Over the last 10 months, I’ve had the privilege of serving on the Society of Petroleum Evaluation Engineers Software Symposium with a focus on a “Bake-Off” for automated/assisted Decline Curve Analysis.
It’s been a great experience and (I hope) a very useful exercise for the industry, so here goes a brain dump of lessons learned, impressions, and predictions.
The “Bake-Off” consisted of giving participating vendors ~1,000 horizontal wells from the onshore U.S. and up to 12 hours to generate PDP forecasts. We had anonymized and truncated the data, so we knew what “truth” was, and focused our analysis on the difference between actuals and the vendor forecasts.
I want to be clear that everything in this article is my opinion and mine alone. I hope that our final unanimous conclusions are written soon – in the meantime, as John Wright loves to say, Caveat Emptor!
Lessons Learned
First, WOW there are a lot of tools on the market doing automated DCA. Our criteria was that the tools must be “commercially available” in North America – the committee thought 5 participants would be fine, 10 would be a huge win. Instead we had FIFTEEN entrants! Through our outreach, we learned about another ten vendors that have tools but couldn’t or wouldn’t participate. Who knows how many more are out there?
Is this market really capable of supporting 25+ competitors for automated Decline Curve Analysis? Especially when a lot of reservoir engineers use their own proprietary approaches?
Second big lesson: whew, this analysis was difficult to conduct quickly. We gave ourselves 5 weeks from when the vendors returned forecasts and the event, which wasn’t even close to enough time. We had seven very capable engineers cranking on the analysis during that time and were nowhere close to “finished” as of the day of the symposium. We encountered a huge number of data quality issues – vendors are human, so this shouldn’t really be a surprise, but a lot of the responses had errors. Mixed-up API numbers, European vs. US date conventions, rates instead of volumes – you name it, we probably saw it. Cleaning those issues up ate a huge amount of analysis time.
Finally, building useful and digestible visualizations of such a large and complex dataset is a really interesting problem. With 15 vendors, 1,022 wells, three phases (oil, gas, and water), and decades of forecasts, our main data table was 5.5 million rows long. How do you turn that into a single PowerPoint slide with a legible font size?! Our answer was to use over 200 slides in our presentations – this kind of dataset is deserving of multiple PhD dissertations.
Impressions
I’ll defer to the full committee to report any data, but my overwhelming takeaway is “cautious optimism”.
The case for optimism: We saw a lot of perfectly reasonable forecasts coming from highly- or fully-automated approaches. Especially when noise is low and history is long, forecasts generated by these tools do a good job of passing my personal “sniff test” for credibility. In situations where the forecasts didn’t look good, there’s often an underlying cause that a reservoir engineer could explain in plain English such as frac hits or surface constraints.

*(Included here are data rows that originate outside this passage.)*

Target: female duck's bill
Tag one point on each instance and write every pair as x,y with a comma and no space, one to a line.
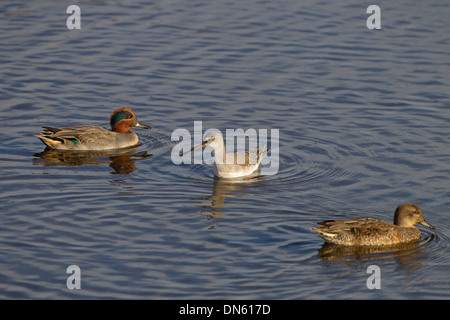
95,137
232,165
375,232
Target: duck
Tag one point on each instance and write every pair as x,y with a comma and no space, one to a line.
241,164
375,232
95,138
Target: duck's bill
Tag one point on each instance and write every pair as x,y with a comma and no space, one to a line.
426,224
141,125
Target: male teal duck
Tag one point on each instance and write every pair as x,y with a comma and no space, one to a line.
95,137
375,232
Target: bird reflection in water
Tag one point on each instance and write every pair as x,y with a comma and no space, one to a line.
226,188
122,161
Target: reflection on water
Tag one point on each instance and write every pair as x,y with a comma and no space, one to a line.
122,161
227,188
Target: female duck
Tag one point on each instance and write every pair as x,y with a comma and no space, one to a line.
374,232
95,137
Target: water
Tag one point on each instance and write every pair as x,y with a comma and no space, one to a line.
364,126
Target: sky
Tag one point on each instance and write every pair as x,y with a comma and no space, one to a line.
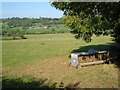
29,9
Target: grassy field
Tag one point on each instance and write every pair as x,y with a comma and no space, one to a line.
46,56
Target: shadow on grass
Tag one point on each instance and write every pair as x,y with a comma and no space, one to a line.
10,82
113,48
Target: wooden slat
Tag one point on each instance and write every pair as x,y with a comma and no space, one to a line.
91,63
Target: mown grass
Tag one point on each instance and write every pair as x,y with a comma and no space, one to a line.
39,47
46,56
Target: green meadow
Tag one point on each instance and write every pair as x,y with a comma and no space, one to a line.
47,56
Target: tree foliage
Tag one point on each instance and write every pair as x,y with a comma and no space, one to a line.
88,18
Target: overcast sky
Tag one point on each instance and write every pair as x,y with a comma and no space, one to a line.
29,9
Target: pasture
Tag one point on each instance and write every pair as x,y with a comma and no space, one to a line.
46,56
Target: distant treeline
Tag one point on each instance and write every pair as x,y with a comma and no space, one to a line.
28,22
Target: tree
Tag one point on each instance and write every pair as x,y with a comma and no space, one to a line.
88,18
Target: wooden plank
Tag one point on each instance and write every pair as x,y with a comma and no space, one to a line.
91,63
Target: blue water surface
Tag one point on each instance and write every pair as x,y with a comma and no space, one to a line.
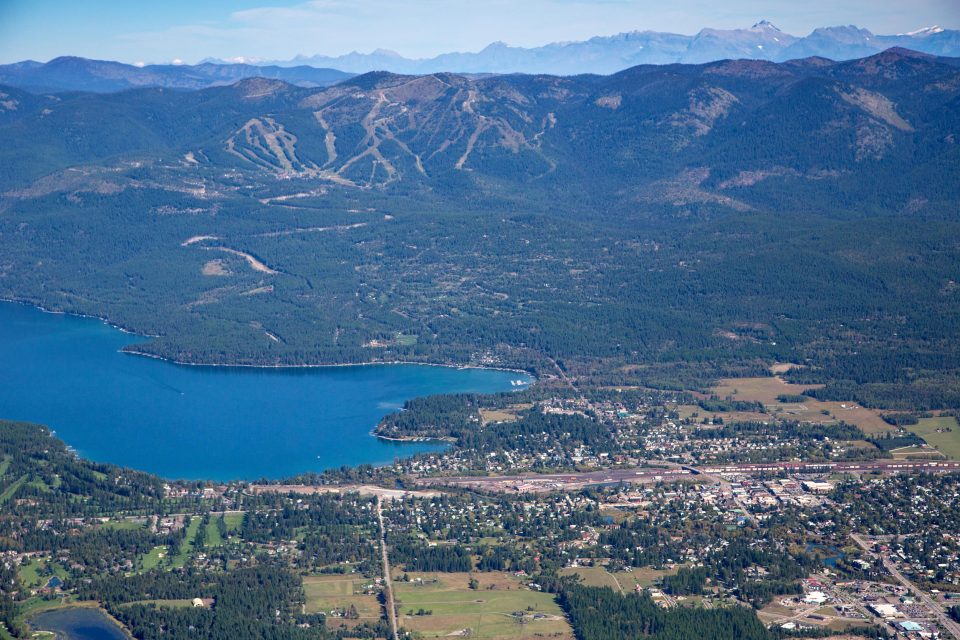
78,624
216,423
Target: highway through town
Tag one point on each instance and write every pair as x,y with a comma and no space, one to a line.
572,480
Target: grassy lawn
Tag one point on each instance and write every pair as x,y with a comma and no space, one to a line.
326,593
153,559
124,525
12,489
186,547
594,577
35,574
487,611
234,522
645,577
173,604
214,539
942,433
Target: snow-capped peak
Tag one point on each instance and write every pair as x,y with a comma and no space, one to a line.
765,24
926,31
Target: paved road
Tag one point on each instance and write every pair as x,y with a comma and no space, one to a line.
946,621
387,579
647,474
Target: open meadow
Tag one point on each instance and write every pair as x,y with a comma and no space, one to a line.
501,607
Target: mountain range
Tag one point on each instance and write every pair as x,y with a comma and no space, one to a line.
718,213
609,54
69,73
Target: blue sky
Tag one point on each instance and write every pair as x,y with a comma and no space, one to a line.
189,30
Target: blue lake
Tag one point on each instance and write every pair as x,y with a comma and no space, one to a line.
216,423
78,624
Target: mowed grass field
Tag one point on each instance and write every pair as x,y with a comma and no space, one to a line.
767,390
942,433
624,581
594,577
326,593
487,611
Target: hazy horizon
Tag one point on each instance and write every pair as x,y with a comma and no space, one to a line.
182,31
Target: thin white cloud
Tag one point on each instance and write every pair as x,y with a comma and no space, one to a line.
423,28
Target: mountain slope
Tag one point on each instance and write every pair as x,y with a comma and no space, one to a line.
659,225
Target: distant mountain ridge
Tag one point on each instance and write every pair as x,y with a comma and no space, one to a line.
609,54
70,73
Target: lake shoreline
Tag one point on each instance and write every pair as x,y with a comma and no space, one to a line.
383,363
188,363
214,421
67,608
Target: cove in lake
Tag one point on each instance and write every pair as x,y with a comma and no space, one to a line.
78,624
217,423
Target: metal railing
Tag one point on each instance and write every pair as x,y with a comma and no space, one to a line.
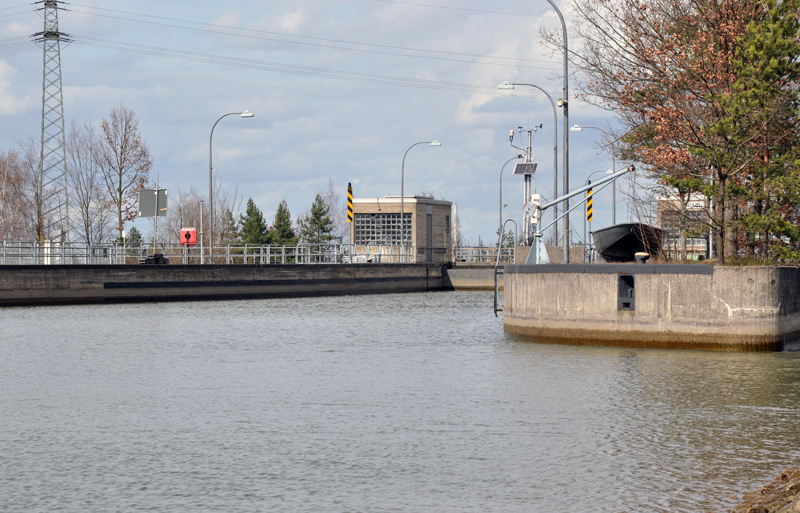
482,255
73,253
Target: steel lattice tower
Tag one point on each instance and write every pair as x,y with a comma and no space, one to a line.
52,184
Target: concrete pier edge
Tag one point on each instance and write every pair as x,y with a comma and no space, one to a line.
675,306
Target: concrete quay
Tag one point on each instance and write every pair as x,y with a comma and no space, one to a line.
655,305
24,285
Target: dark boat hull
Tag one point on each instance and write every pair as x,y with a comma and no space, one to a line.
619,243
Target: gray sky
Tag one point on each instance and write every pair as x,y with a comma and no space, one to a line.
339,89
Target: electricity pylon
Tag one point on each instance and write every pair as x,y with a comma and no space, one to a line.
52,196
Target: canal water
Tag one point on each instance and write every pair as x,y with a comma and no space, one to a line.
401,403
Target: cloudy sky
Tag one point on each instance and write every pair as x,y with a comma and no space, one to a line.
340,89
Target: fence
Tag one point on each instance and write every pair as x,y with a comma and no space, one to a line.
72,253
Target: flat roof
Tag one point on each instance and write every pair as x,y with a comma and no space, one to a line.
406,199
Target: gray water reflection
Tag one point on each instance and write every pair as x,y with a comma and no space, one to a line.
379,403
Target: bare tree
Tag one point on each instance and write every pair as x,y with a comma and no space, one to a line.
29,191
227,205
124,161
14,223
92,211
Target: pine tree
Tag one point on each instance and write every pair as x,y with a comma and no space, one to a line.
282,232
253,226
317,226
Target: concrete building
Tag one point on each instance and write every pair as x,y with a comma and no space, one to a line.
425,236
691,223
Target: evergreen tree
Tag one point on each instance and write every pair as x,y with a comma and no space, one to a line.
253,226
317,227
229,232
282,232
132,238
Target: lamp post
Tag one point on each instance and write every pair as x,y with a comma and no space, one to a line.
202,250
402,191
510,85
500,233
586,184
245,114
578,128
563,103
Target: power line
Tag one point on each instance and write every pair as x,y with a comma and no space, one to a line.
289,68
449,8
324,43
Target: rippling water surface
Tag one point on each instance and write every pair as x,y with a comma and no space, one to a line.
408,403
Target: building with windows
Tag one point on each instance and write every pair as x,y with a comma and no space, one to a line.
423,235
691,223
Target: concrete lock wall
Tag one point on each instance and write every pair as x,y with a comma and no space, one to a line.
38,285
694,306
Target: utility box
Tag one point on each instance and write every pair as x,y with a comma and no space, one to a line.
189,236
626,292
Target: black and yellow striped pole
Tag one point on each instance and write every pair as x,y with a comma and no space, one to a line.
589,203
349,203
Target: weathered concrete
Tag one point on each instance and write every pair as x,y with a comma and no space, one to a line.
39,285
694,306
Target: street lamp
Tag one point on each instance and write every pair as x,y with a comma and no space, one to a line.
245,114
500,233
402,191
578,128
510,85
562,102
586,184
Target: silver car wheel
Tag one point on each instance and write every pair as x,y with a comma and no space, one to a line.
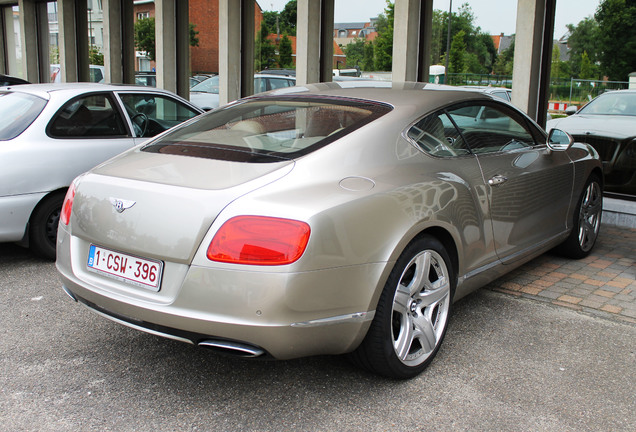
420,308
590,216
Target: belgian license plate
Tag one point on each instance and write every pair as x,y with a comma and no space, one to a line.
138,271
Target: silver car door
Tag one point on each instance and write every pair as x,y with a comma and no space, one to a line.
529,187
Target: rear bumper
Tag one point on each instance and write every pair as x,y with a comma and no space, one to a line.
286,315
15,211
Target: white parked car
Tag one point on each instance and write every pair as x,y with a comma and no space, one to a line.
50,133
97,73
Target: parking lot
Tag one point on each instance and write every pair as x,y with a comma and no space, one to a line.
523,354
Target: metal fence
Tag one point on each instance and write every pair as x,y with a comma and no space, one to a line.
574,91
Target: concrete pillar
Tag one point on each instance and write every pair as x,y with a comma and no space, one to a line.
183,48
308,42
73,42
247,47
4,69
236,49
119,44
412,40
42,19
314,41
326,40
166,44
172,49
29,36
533,56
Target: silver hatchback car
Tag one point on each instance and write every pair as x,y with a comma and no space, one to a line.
50,133
325,220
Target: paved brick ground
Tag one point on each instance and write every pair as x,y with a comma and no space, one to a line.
603,284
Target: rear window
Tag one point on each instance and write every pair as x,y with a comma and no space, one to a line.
18,111
267,130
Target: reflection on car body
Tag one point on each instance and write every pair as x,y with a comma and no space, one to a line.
325,219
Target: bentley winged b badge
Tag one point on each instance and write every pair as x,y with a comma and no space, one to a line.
121,205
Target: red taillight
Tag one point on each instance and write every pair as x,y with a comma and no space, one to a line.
67,206
259,240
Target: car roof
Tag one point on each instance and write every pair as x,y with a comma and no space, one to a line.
44,90
278,76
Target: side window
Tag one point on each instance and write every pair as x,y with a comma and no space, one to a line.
275,83
152,114
88,116
489,127
260,85
436,135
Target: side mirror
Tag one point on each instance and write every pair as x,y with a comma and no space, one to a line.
559,140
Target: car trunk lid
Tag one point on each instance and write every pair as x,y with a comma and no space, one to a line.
161,206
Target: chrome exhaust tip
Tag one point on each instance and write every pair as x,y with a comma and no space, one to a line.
69,293
232,348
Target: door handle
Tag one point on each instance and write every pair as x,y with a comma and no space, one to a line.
497,180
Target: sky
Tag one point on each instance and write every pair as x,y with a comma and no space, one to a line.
493,16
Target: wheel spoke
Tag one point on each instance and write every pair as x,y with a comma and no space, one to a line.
591,208
422,264
425,333
402,300
430,298
405,337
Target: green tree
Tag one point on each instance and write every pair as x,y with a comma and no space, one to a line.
264,50
367,60
583,37
145,36
354,52
617,20
288,18
588,69
480,48
559,69
95,56
285,53
505,61
270,18
457,59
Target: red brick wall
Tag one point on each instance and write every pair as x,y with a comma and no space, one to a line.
205,15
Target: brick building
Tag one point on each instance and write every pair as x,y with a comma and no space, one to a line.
204,14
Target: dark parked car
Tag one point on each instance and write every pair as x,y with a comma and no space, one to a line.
608,123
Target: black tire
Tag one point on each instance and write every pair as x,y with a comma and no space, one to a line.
587,221
43,226
412,314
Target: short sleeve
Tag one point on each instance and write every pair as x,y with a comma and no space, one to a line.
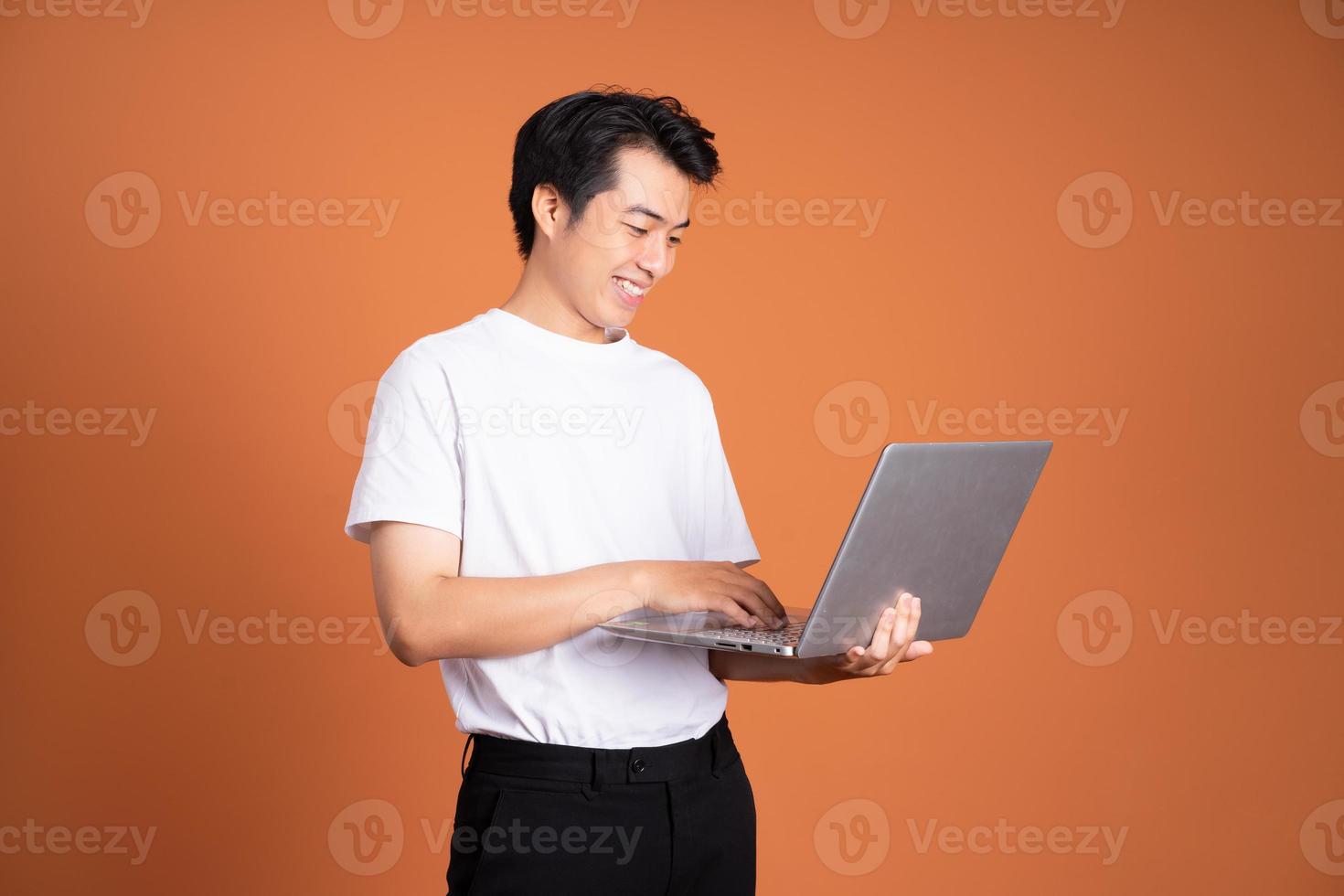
413,463
726,532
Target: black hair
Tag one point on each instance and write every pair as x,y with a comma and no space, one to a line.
572,142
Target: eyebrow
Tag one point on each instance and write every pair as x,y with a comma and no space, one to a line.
641,209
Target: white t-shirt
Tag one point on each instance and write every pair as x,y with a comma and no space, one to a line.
545,454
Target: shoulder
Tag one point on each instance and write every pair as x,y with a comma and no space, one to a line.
434,355
674,371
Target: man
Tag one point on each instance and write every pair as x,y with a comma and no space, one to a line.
534,472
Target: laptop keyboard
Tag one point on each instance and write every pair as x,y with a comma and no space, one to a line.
788,635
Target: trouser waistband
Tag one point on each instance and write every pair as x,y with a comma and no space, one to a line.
711,752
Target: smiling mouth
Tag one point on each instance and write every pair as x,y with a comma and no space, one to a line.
629,288
629,293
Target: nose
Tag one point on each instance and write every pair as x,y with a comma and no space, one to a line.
655,257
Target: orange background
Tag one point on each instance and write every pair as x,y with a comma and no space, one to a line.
969,292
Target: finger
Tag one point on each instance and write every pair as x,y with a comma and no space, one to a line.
750,601
761,590
880,647
912,626
898,635
917,649
730,609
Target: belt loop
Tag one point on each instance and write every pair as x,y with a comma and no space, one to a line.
714,752
595,786
469,739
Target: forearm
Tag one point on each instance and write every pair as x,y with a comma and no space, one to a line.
479,617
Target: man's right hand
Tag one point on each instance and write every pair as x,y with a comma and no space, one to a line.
687,586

That gives hope that a good programmer could turn those underlying causes into more sophisticated algorithms that are even more reasonable.
The case for caution: We also saw a lot of forecasts that had both poor statistical performance and failed the eyeball test. There are certain types of wells that clearly caused a lot of algorithms serious problems, such as underlying data quality/completeness. Many of those are also very difficult for highly trained and experienced humans to forecast accurately, so why would should we expect machines to do better?
Predictions
My first prediction is that the role of a reservoir engineer is going to keep evolving, and fast. John Wright gave a great (and hilarious) presentation on the history of DCA featuring hand-plotting on semi-log graph paper and fitting with ships’ curves, which hammered home how radically different the job of today’s engineers already is from those of decades ago.
The evolution that I see coming is that engineers are likely to move away from “artful fitting of curves” (David Fulford‘s apt description) towards the artful management of assumptions, Bayesian priors, and aggregation rules. It offers the opportunity for higher productivity, freeing up time for more complex, critical thinking.
My second big prediction is that the technology is going to outpace the real-world adoption for high-risk applications like financial reporting and deal underwriting. I’m convinced these methods will approach the overall error metrics of human forecasts, but the perceived “embarrassment factor” of making a mistake in a high-stakes application like an annual SEC report or a multi-billion dollar acquisition will keep the reins held back on adoption. Despite how expensive reservoir engineers are, it’s just not a big cost to have someone manually forecast wells. What executive is going to be willing to wear that egg on their face, when a few dozen hours of manual work could prevent embarrassment?
Conclusion
I’m a big believer that events like this give us a great opportunity to move the profession ahead in a thoughtful, useful way. Huge thanks go out to financial sponsors, bake-off participants, and my fellow committee members for the Symposium. I learned a lot and had a ton of fun – let’s do it again in 2026! I promise to find another gong!